The Sneeze

“Kind words produce their own image in men’s souls; and a beautiful image it is. They soothe and quiet and comfort the hearer. They shame him out of his sour, morose, unkind feelings. We have not yet begun to use kind words in such abundance as they ought to be used.” -Blaise Pascal

“Achoo!” “Achoo!” “Achoo!” The triad of sneezes echoed up and down the hall. Immediately following was a chorus of “Bless you” and “God Bless you” from every office within earshot. Smiling, my first random thought was, “I wonder why sneezes come in groups of 2 or 3?” My next thought was, “She can really sneeze” — and then I thought, “Don’t bring that in here!”

What’s interesting is that the custom of saying “God bless you” after a sneeze began literally as a blessing. Pope Gregory the Great (540-604 AD) ascended to the Papacy just in time for the start of the bubonic plague (his successor Pope Pelagius II succumbed to it). Gregory called for unceasing prayer from the people for God’s help and intercession.
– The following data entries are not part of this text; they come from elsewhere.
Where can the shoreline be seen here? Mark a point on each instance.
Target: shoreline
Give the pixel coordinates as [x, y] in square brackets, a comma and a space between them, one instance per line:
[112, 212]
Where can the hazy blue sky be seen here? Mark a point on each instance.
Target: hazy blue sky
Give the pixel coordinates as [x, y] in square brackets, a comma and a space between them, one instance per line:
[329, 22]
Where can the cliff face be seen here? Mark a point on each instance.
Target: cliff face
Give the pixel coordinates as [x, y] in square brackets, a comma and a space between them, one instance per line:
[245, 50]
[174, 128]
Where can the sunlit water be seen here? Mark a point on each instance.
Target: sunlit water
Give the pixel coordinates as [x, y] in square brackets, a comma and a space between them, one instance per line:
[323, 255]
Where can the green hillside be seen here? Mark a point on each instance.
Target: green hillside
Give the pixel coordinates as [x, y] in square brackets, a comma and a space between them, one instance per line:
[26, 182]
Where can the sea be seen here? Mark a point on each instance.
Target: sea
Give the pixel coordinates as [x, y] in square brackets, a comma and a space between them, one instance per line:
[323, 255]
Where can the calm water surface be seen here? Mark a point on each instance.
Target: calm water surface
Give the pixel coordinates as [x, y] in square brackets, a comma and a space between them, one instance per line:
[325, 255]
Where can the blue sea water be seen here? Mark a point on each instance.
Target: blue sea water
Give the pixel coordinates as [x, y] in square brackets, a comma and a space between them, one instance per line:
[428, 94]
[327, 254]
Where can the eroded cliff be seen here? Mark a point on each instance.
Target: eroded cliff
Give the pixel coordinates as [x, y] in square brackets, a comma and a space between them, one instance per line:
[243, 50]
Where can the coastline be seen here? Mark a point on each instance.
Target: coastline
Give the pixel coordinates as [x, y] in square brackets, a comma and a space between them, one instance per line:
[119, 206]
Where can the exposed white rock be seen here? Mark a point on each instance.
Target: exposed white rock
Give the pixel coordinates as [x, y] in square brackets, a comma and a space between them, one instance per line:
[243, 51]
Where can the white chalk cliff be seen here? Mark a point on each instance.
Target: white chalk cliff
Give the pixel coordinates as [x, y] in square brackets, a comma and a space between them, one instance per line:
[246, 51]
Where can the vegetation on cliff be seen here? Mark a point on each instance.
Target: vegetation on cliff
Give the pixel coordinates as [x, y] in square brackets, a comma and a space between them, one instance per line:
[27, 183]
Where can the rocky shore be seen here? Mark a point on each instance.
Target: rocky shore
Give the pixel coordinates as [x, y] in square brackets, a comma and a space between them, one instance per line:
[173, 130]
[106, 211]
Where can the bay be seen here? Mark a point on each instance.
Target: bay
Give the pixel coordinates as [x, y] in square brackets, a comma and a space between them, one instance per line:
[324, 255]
Groups of people marched through the streets chanting, “Kyrie Eleison” (Greek for “Lord have mercy”). When someone sneezed, an immediate “God bless you!” followed from anyone nearby, in the hope that they would not subsequently develop the deadly plague.

While we often use this phrase out of habit, these desperate people trusted that God would hear, and the blessing of health and protection would follow.

The history of this common phrase magnifies the meaning of “Death and life are in the power of the tongue…” (Proverbs 18:21 ESV) The words we say matter. More than we realize. Maybe our communication would change if we truly understood that the words we speak either have life breathed into them… or death.

James takes this fundamental principle to a much deeper level. He acknowledges that “With it (the tongue) we bless our Lord and Father, and with it we curse people who are made in the likeness of God. From the same mouth come blessing and cursing.” (James 3:9-10 ESV) Granted. But then he strongly reprimands the readers with, “My brothers, these things ought not to be so.” James then gives vivid examples from nature to support his reproof. A spring of water does not simultaneously produce fresh water and salt water. A fig tree does not produce olives. Grapevines don’t grow figs. A salt water pond does not contain fresh water. (James 3:11-12 ESV)

Relationships are not perfect. Harsh words are sometimes spoken. Tempers flare and painful, even hurtful things are said. In writing to the Christians in Asia Minor, Peter encouraged them in this way — “…be agreeable, be sympathetic, be loving, be compassionate, be humble. That goes for all of you, no exceptions. No retaliation. No sharp-tongued sarcasm. Instead, bless — that’s your job, to bless. You’ll be a blessing, and also get a blessing.” (1 Peter 3:8-9 The Message)

The next time you hear a sneeze and reply with “God bless you”, let it serve as a reminder that the power of life and death is in what we “say” or “don’t say” to others!

It might turn your life — or someone else’s — around.

Posted on: April 30, 2014, 4:36 a.m.